The defense has a chance because the front four could turn into one of the league's better units, if—and here come the ifs—No. 1 draft pick Kevin Carter develops at right end, Sean Gilbert on the other side stays healthy, and cat-quick but under-sized (6'1", 270 pounds) D'Marco Farr doesn't wear down. We will attack more, says the new coordinator, Willie Shaw, of his defensive unit, but new coordinators always say that. The thing is, who are you attacking with?
Did you happen to notice that the Carolina Panthers gave up only 62 points in five exhibition games? Yeah, I know, preseason stats are for fools, but 12.4 points a game is still impressive for new kids on the block. And that number may be more significant in this case because the Panther coach is Dom Capers, who spent the last two seasons coordinating the monster defense of the Steelers.
Did you also happen to notice that the young offensive line showed some real quality? "I've got a rookie left guard named Andrew Peterson [a fifth-round draft pick] that no one's ever heard of," says line coach Jim McNally, who coached Anthony Munoz in Cincinnati, "and a free agent named Brandon Hayes and a left tackle named Blake Brockermeyer [a No. 1 pick] who are exciting players.
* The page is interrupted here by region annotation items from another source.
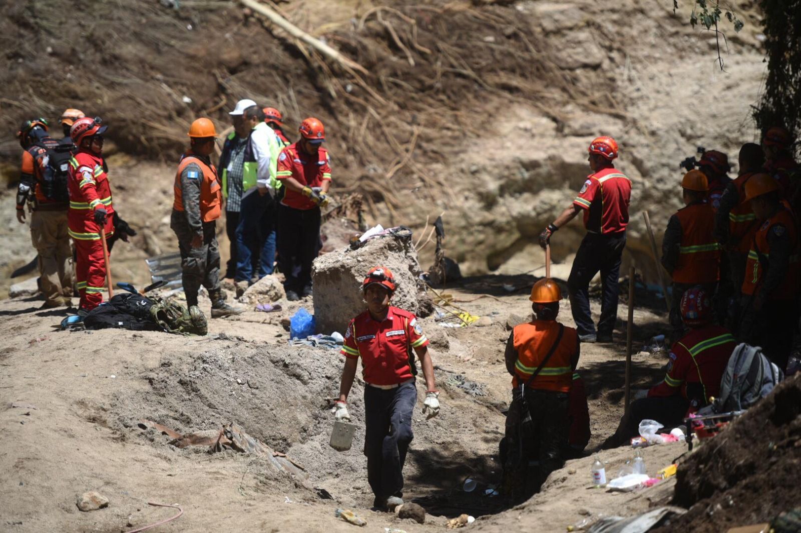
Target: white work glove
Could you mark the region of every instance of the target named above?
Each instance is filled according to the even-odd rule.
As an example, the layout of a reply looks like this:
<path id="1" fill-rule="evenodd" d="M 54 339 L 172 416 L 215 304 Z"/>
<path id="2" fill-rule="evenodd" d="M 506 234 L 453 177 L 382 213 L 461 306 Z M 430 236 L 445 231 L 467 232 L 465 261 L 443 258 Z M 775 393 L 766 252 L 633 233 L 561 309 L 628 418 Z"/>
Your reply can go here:
<path id="1" fill-rule="evenodd" d="M 642 399 L 648 398 L 648 389 L 638 389 L 634 393 L 634 399 Z"/>
<path id="2" fill-rule="evenodd" d="M 425 401 L 423 402 L 423 415 L 428 414 L 428 416 L 425 417 L 426 420 L 430 420 L 440 414 L 440 400 L 437 399 L 439 395 L 438 392 L 425 393 Z"/>
<path id="3" fill-rule="evenodd" d="M 331 410 L 337 420 L 350 422 L 350 413 L 348 412 L 348 403 L 340 400 L 334 402 L 334 408 Z"/>

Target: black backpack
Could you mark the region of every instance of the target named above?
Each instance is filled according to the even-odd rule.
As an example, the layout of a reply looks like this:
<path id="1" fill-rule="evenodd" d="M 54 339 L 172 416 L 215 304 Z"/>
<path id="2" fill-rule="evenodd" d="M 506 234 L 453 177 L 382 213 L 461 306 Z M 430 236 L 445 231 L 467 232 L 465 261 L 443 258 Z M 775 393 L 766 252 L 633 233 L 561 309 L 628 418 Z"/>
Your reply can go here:
<path id="1" fill-rule="evenodd" d="M 39 186 L 42 194 L 48 200 L 54 202 L 69 202 L 70 194 L 67 192 L 66 182 L 70 178 L 70 159 L 72 158 L 71 144 L 61 144 L 52 139 L 42 139 L 35 146 L 41 148 L 37 156 L 41 160 L 42 181 Z"/>

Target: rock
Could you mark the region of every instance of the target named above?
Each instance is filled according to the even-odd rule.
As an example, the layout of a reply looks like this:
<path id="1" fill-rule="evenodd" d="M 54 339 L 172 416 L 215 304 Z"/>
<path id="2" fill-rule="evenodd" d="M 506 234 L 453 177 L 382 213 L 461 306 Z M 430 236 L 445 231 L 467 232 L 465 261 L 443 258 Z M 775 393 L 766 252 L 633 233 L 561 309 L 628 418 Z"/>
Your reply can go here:
<path id="1" fill-rule="evenodd" d="M 8 290 L 9 298 L 17 298 L 18 296 L 34 296 L 39 291 L 37 278 L 28 278 L 25 281 L 14 283 Z"/>
<path id="2" fill-rule="evenodd" d="M 398 518 L 401 519 L 410 518 L 417 523 L 423 523 L 425 522 L 425 509 L 417 503 L 404 503 L 398 513 Z"/>
<path id="3" fill-rule="evenodd" d="M 285 296 L 284 286 L 274 275 L 267 275 L 251 285 L 239 297 L 239 301 L 251 306 L 272 303 Z"/>
<path id="4" fill-rule="evenodd" d="M 397 283 L 391 305 L 418 317 L 431 314 L 433 303 L 418 278 L 420 263 L 410 239 L 379 237 L 358 250 L 343 247 L 314 260 L 312 297 L 318 331 L 344 331 L 351 319 L 364 311 L 361 283 L 368 271 L 379 265 L 391 270 Z"/>
<path id="5" fill-rule="evenodd" d="M 478 320 L 473 323 L 473 325 L 476 327 L 486 327 L 487 326 L 493 325 L 493 319 L 489 316 L 482 316 Z"/>
<path id="6" fill-rule="evenodd" d="M 81 511 L 96 511 L 108 507 L 108 498 L 97 491 L 90 491 L 79 495 L 77 503 Z"/>

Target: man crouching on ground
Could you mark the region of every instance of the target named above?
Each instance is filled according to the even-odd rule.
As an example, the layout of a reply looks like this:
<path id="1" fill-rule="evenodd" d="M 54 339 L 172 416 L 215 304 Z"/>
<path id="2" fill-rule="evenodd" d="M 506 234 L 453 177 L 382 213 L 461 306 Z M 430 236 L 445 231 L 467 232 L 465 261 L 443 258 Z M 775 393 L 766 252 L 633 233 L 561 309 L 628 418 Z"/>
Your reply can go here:
<path id="1" fill-rule="evenodd" d="M 360 357 L 367 479 L 376 496 L 373 506 L 387 511 L 403 503 L 403 465 L 414 437 L 412 411 L 417 401 L 414 353 L 425 378 L 423 413 L 432 419 L 440 412 L 429 339 L 414 315 L 389 305 L 396 287 L 388 268 L 376 266 L 364 278 L 361 289 L 367 311 L 353 319 L 345 332 L 341 351 L 345 366 L 336 403 L 336 419 L 350 420 L 346 400 Z"/>

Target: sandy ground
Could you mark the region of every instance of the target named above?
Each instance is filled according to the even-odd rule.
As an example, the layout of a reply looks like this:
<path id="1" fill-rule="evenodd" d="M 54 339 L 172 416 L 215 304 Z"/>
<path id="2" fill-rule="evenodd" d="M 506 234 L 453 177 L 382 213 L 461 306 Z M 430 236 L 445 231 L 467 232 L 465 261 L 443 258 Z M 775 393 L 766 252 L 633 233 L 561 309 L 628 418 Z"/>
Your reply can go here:
<path id="1" fill-rule="evenodd" d="M 509 281 L 520 290 L 509 294 L 501 287 Z M 160 531 L 348 531 L 353 526 L 334 516 L 341 507 L 366 519 L 366 531 L 443 529 L 449 518 L 467 512 L 480 517 L 474 529 L 496 531 L 513 523 L 522 531 L 546 531 L 666 499 L 671 491 L 666 484 L 628 495 L 590 490 L 590 457 L 569 462 L 549 479 L 542 493 L 514 509 L 504 511 L 500 501 L 480 491 L 461 490 L 467 477 L 480 487 L 500 480 L 500 408 L 509 397 L 509 376 L 502 363 L 509 335 L 505 324 L 510 314 L 527 315 L 530 281 L 488 276 L 445 291 L 457 300 L 488 295 L 457 305 L 489 317 L 491 325 L 446 329 L 433 318 L 423 321 L 432 339 L 443 405 L 432 421 L 416 411 L 416 439 L 405 468 L 406 498 L 429 512 L 423 526 L 369 511 L 372 495 L 360 453 L 363 430 L 348 452 L 328 446 L 332 415 L 327 399 L 338 389 L 340 356 L 287 346 L 277 314 L 252 311 L 211 320 L 206 338 L 124 331 L 67 333 L 52 327 L 61 313 L 38 311 L 37 300 L 2 301 L 0 531 L 128 531 L 171 515 L 169 509 L 147 505 L 155 501 L 179 503 L 186 511 Z M 308 300 L 283 303 L 284 316 L 300 305 L 311 308 Z M 620 315 L 624 311 L 622 306 Z M 572 324 L 569 308 L 562 317 Z M 638 310 L 638 347 L 660 319 L 658 313 Z M 623 339 L 622 332 L 618 338 Z M 579 371 L 590 396 L 590 448 L 614 431 L 620 417 L 624 350 L 622 342 L 584 345 Z M 635 381 L 645 383 L 658 379 L 664 360 L 654 355 L 635 362 Z M 479 394 L 469 394 L 465 387 Z M 357 385 L 351 396 L 357 424 L 363 420 L 361 391 Z M 14 402 L 36 408 L 10 408 Z M 138 427 L 142 418 L 182 432 L 234 421 L 303 465 L 308 484 L 325 489 L 333 499 L 295 483 L 266 458 L 175 448 L 167 437 Z M 683 450 L 646 450 L 649 472 Z M 603 452 L 602 458 L 614 474 L 632 455 L 620 448 Z M 110 506 L 79 511 L 76 495 L 88 490 L 106 495 Z"/>

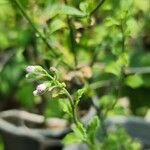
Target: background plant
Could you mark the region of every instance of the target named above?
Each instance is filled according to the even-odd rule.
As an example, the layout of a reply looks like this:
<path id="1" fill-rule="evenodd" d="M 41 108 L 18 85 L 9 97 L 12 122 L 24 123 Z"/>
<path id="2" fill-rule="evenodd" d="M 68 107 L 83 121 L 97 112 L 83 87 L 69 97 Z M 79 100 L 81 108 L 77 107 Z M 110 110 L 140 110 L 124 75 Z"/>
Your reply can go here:
<path id="1" fill-rule="evenodd" d="M 60 98 L 49 101 L 52 98 L 46 94 L 33 96 L 34 86 L 24 79 L 23 70 L 28 64 L 39 64 L 46 70 L 55 66 L 59 81 L 66 83 L 73 97 L 86 85 L 79 108 L 94 105 L 104 130 L 106 116 L 145 115 L 149 107 L 148 0 L 3 0 L 0 7 L 1 110 L 26 108 L 70 118 L 58 109 Z M 123 96 L 129 98 L 131 109 L 119 103 Z M 95 118 L 91 124 L 99 126 Z M 88 127 L 81 128 L 74 129 L 80 141 L 88 132 Z M 95 142 L 94 131 L 89 134 Z"/>

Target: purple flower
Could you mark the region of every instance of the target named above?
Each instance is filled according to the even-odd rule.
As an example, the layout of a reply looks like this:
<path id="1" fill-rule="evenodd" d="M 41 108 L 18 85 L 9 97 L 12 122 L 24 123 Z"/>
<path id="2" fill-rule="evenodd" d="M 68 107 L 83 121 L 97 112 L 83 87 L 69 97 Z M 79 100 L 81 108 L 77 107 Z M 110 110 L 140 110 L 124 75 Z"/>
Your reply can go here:
<path id="1" fill-rule="evenodd" d="M 32 73 L 34 71 L 35 71 L 35 66 L 28 66 L 28 67 L 26 67 L 26 72 Z"/>
<path id="2" fill-rule="evenodd" d="M 43 93 L 46 90 L 46 88 L 47 88 L 46 85 L 44 83 L 42 83 L 36 87 L 36 90 L 38 93 Z"/>
<path id="3" fill-rule="evenodd" d="M 33 91 L 33 95 L 38 96 L 39 95 L 38 91 L 37 90 Z"/>

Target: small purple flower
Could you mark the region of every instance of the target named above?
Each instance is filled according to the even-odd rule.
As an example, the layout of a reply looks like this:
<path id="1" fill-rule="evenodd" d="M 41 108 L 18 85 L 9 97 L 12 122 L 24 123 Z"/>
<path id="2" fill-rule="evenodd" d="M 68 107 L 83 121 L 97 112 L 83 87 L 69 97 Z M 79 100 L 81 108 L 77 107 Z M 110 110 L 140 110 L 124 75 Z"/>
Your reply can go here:
<path id="1" fill-rule="evenodd" d="M 35 66 L 28 66 L 28 67 L 26 67 L 26 72 L 32 73 L 34 71 L 35 71 Z"/>
<path id="2" fill-rule="evenodd" d="M 38 91 L 37 90 L 33 91 L 33 95 L 38 96 L 39 95 Z"/>
<path id="3" fill-rule="evenodd" d="M 36 87 L 36 90 L 38 93 L 43 93 L 46 90 L 46 88 L 47 88 L 46 85 L 44 83 L 42 83 Z"/>

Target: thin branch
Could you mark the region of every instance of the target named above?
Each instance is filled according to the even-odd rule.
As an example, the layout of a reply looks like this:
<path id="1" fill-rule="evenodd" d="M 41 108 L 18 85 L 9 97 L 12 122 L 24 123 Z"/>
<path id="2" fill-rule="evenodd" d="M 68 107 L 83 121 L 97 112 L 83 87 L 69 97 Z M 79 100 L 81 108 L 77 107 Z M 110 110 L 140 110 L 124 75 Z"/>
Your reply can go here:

You watch. We're going to have a good unit."
Which is crucial because the running game is iffy—Randy Baldwin, best known as a return man, is Carolina's No. 1 back—and Frank Reich, a free-agent signee, is 33 years old. "People warned me about playing behind an expansion-team line, about all the hits I'd take," says Reich, who backed up Jim Kelly in Buffalo. "But it was never a factor in my decision. I wanted a chance to play."
Carolina signed an NFL-high 17 unrestricted free agents. It had 11 draft choices, which general manager Bill Polian parlayed into three first-rounders. The Panthers will have 11 more next year. Four victories, which would be a record for an expansion team, is a strong possibility.